Whereas many won’t know the identify of Stephen Wilhite, many have made use of his invention, the GIF. Wilhite died final week from COVID on the age of 74. He developed and made the GIF whereas working at a tech firm known as CompuServe within the Eighties. GIF stands for Graphics Interchange Format, and it permits people to ship excessive decision pictures in movement that loop again. The corporate CompuServe put the GIF within the public area within the Eighties as a solution to ship pictures in color at a time when web speeds have been extraordinarily sluggish. Wilhite retired within the 2000s and spent most of his time travelling together with his spouse.
As soon as GIF’s exploded everywhere in the web, being utilized in meme’s in addition to common textual content and WhatsApp conversations, an enormous debate unfurled on-line over the right pronunciation of the phrase. The principle level of competition was whether or not it was pronounced with a “comfortable” G much like phrases like big or with a “arduous” G just like the phrase grape. Wilhite himself nonetheless was extraordinarily clear how he pronounced it, and anticipated it to be pronounced. In an interview in 2013 with The New York Instances he stated “The Oxford English Dictionary accepts each pronunciations. They’re unsuitable. It’s a comfortable ‘G,’ pronounced ‘jif.’ Finish of story.”
Submit Wilhite’s demise a number of Twitter customers honoured him in probably the most applicable means attainable, with GIFs.

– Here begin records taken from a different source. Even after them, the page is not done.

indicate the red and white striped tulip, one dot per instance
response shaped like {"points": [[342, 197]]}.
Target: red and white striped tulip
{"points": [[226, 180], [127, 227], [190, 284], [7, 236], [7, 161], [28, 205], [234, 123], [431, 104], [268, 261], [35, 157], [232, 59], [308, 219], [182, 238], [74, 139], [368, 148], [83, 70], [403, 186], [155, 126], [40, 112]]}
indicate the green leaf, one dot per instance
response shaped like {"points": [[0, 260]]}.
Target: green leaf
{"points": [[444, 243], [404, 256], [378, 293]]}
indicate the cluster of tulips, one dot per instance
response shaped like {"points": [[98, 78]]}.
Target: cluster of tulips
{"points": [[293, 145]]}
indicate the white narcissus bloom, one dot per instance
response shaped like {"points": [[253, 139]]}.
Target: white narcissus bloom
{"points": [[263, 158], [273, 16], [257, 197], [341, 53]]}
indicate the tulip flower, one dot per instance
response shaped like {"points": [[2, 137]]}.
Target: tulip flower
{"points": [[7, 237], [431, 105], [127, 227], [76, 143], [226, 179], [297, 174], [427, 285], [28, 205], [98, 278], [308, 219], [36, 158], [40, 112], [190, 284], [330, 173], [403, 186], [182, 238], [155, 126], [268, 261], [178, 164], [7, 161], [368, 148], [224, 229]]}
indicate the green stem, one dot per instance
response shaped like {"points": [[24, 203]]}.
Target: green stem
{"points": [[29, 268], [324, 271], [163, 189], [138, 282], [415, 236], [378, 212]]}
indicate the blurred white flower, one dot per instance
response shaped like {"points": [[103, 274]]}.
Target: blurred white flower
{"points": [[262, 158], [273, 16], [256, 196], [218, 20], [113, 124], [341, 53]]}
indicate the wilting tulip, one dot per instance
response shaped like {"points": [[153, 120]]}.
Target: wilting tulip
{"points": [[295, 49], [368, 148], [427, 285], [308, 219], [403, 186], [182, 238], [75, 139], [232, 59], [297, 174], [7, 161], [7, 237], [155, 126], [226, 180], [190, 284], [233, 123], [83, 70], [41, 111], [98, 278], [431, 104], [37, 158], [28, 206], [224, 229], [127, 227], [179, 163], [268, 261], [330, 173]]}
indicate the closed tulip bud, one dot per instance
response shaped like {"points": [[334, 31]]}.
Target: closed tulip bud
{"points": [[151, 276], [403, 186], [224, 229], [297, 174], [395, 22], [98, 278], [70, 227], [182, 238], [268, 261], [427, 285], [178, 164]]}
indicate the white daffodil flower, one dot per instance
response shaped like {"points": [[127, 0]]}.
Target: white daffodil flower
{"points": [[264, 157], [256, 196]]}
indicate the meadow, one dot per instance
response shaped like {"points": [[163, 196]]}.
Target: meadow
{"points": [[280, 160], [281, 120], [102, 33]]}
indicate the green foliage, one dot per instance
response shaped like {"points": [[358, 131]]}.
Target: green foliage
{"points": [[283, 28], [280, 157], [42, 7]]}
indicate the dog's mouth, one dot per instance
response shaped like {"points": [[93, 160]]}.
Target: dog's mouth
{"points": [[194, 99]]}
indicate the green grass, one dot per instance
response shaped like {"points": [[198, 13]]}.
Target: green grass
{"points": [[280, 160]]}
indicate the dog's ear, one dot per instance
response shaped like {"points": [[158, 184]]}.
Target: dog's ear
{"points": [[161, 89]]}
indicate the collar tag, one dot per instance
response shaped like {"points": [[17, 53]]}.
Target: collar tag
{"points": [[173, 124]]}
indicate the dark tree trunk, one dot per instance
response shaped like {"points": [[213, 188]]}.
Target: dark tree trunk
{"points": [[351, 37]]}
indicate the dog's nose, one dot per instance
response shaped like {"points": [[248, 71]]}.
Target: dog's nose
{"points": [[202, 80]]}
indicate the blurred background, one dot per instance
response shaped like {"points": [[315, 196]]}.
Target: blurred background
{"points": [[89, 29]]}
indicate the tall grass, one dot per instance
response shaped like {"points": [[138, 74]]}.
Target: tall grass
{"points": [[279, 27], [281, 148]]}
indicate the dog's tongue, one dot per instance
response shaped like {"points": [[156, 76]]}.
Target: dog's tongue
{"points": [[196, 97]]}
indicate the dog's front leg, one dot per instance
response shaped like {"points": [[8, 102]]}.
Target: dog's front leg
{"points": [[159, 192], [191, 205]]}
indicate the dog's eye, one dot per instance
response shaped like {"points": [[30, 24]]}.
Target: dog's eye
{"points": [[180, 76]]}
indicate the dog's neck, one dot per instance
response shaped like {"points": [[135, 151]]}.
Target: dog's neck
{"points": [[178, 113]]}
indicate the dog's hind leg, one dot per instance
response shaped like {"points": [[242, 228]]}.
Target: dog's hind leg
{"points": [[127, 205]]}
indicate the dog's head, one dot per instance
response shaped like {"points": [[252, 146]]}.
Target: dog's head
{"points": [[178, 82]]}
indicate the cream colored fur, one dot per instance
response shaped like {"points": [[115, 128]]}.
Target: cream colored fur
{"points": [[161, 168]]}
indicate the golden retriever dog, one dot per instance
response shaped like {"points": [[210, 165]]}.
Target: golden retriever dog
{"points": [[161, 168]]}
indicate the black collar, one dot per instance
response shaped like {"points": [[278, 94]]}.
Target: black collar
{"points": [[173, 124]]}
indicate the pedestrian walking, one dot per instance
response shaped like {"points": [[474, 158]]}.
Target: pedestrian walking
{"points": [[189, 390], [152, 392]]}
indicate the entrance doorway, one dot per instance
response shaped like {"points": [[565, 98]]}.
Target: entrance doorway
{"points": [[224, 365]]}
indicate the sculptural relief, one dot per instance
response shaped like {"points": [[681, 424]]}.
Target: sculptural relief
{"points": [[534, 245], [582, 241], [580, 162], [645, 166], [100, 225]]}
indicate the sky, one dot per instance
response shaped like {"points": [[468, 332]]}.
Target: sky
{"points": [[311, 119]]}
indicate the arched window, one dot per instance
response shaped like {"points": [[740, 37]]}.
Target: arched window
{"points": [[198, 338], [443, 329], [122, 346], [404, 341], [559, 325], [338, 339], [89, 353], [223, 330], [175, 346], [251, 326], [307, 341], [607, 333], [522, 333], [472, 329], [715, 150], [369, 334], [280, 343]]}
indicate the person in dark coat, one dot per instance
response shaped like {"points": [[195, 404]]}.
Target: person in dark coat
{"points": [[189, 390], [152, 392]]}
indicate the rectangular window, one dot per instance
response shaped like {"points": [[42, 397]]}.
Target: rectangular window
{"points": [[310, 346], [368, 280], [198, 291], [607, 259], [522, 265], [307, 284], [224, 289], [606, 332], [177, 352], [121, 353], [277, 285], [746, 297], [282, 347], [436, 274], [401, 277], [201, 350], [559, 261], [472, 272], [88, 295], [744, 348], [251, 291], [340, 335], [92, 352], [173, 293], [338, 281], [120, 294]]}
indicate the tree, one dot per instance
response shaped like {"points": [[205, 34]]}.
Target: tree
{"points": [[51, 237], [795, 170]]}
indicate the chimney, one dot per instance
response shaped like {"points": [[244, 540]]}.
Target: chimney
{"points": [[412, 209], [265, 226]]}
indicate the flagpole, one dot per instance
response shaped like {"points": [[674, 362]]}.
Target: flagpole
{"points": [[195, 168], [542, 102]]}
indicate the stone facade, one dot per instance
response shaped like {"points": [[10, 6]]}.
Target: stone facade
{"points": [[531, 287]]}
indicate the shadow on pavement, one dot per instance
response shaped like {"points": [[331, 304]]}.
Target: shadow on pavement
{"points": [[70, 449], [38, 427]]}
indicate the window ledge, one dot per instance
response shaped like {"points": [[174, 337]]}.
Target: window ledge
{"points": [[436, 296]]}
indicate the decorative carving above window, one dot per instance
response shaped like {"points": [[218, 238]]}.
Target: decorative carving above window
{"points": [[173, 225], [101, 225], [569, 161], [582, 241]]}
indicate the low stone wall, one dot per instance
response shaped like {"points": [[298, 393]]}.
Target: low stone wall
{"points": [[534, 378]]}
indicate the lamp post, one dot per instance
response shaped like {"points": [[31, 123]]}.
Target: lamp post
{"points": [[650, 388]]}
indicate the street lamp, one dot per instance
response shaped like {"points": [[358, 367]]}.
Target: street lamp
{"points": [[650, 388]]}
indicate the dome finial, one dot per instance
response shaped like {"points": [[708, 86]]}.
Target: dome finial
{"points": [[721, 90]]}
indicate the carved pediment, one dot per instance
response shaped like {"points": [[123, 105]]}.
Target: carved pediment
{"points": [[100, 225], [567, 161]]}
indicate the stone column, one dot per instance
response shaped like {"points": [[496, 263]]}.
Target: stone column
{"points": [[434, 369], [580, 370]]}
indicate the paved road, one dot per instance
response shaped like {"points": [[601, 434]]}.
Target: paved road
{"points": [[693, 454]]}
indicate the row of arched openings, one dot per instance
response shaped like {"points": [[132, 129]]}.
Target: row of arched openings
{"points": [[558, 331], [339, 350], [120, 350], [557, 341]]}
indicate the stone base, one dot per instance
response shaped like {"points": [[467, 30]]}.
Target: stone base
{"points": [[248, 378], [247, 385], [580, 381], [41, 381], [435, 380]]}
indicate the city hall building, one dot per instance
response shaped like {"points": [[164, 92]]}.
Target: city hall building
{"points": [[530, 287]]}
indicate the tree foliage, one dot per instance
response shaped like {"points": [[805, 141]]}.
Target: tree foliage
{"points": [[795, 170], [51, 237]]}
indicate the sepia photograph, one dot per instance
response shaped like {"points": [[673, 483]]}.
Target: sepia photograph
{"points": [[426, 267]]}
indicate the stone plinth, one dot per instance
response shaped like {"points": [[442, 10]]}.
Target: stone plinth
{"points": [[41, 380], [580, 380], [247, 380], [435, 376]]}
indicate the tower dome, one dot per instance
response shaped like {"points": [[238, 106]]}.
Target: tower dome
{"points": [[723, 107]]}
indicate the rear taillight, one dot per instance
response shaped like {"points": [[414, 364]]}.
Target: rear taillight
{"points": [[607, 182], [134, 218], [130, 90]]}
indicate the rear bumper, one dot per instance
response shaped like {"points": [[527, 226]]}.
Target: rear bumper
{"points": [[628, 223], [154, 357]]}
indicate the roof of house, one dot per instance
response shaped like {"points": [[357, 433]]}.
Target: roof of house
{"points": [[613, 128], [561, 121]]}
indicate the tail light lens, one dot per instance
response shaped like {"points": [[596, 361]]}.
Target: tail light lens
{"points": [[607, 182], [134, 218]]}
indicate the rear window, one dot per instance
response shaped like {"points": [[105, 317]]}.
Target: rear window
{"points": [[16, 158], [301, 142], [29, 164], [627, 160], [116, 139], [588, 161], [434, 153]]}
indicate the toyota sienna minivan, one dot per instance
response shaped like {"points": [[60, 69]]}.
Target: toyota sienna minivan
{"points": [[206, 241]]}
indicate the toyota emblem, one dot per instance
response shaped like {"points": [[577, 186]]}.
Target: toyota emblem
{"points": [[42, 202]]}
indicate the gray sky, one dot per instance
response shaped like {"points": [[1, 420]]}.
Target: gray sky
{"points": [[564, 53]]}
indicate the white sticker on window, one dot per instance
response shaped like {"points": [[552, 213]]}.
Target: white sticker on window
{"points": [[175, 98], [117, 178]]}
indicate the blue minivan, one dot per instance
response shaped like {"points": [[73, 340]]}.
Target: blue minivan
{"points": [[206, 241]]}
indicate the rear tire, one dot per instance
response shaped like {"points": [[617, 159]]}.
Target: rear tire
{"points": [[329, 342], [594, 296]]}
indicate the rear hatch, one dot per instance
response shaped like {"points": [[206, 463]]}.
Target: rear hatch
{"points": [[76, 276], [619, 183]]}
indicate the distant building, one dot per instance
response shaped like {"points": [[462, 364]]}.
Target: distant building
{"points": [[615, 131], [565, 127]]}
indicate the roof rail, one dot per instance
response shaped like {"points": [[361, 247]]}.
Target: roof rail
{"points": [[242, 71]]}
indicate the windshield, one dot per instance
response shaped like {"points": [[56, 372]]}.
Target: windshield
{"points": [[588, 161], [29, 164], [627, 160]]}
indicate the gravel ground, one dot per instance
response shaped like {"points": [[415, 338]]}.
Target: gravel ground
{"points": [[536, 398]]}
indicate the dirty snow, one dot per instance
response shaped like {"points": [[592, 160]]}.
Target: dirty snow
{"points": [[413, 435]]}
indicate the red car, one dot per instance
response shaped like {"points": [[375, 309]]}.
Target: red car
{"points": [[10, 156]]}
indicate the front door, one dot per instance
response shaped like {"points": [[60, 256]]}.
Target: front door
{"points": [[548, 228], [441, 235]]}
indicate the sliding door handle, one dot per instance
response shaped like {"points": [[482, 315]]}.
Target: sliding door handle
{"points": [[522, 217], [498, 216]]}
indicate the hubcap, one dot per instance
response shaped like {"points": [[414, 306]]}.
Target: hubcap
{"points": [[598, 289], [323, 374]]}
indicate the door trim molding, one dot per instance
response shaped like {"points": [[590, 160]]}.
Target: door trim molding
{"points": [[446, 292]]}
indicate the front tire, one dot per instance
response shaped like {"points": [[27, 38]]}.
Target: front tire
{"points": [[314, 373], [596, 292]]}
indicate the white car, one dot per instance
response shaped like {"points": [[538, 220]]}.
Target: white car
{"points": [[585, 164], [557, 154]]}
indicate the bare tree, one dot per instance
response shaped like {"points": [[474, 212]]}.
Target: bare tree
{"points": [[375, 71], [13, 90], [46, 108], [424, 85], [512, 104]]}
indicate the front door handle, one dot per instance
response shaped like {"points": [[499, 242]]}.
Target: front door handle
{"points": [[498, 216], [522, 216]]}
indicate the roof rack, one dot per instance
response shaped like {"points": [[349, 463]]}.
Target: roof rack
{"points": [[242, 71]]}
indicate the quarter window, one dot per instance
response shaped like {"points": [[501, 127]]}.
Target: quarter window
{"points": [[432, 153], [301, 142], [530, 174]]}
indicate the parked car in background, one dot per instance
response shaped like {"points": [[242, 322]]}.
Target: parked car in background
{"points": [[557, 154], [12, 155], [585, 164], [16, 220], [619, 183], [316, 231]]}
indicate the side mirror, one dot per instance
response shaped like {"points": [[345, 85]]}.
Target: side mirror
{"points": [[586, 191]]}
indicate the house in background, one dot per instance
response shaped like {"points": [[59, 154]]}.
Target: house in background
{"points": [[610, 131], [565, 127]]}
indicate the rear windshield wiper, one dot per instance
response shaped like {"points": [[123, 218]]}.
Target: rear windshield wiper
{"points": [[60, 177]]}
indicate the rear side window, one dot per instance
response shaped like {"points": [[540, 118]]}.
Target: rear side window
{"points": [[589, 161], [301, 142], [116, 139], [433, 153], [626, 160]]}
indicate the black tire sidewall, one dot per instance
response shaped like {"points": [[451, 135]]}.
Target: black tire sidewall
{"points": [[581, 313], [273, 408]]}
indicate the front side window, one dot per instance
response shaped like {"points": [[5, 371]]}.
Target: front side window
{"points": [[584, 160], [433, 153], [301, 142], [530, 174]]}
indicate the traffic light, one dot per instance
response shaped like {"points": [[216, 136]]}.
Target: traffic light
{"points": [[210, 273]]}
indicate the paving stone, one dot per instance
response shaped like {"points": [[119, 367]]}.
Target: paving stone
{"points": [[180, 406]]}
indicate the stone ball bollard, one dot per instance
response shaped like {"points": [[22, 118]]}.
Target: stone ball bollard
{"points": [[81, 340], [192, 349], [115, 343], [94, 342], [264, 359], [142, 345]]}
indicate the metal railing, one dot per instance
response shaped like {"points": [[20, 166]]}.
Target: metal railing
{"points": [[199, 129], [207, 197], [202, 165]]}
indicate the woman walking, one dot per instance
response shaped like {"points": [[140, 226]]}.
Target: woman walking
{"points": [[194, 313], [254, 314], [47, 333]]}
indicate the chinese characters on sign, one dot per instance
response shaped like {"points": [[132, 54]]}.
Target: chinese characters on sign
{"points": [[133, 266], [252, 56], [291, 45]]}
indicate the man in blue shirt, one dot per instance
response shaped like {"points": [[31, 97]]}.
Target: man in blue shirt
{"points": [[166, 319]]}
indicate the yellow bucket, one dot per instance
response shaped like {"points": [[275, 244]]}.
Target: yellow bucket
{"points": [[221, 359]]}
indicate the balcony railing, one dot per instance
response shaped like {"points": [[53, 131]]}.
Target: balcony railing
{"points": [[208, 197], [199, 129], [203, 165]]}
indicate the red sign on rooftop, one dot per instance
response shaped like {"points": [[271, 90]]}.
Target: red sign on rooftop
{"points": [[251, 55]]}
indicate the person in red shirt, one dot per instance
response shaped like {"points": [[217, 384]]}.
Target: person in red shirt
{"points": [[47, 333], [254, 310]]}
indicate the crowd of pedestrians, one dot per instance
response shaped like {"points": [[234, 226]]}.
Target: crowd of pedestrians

Stephen Wilhite himself had stated that certainly one of his favorite GIFs was the dancing child that went viral earlier than we even used the time period viral on the web.
RIP Stephen Wilhite pic.twitter.com/gTbuMBbuiK
— Kev Day (@kpday9) March 23, 2022
And his favourite gif was the dancing child. pic.twitter.com/A5I1zwgDkG
— As You Want (@MicheleErwin) March 24, 2022
For Stephen Wilhite, a trailblazer whose innovation all of us take without any consideration, I current my most commonly-used GIF. pic.twitter.com/fBBqC9SEWd
— Cameron Frew (@FrewFilm) March 23, 2022
Stephen E. Wilhite pic.twitter.com/Jv8eXccfU1
— Morton Smith (@exinferis) March 23, 2022
rip Stephen Wilhite #gifpic.twitter.com/u5oLqu22UB
— ¯_(ツ)_/¯ (@pixelastronaut) March 23, 2022
WIlhite’s contribution to the web and fashionable web tradition won’t ever be forgotten.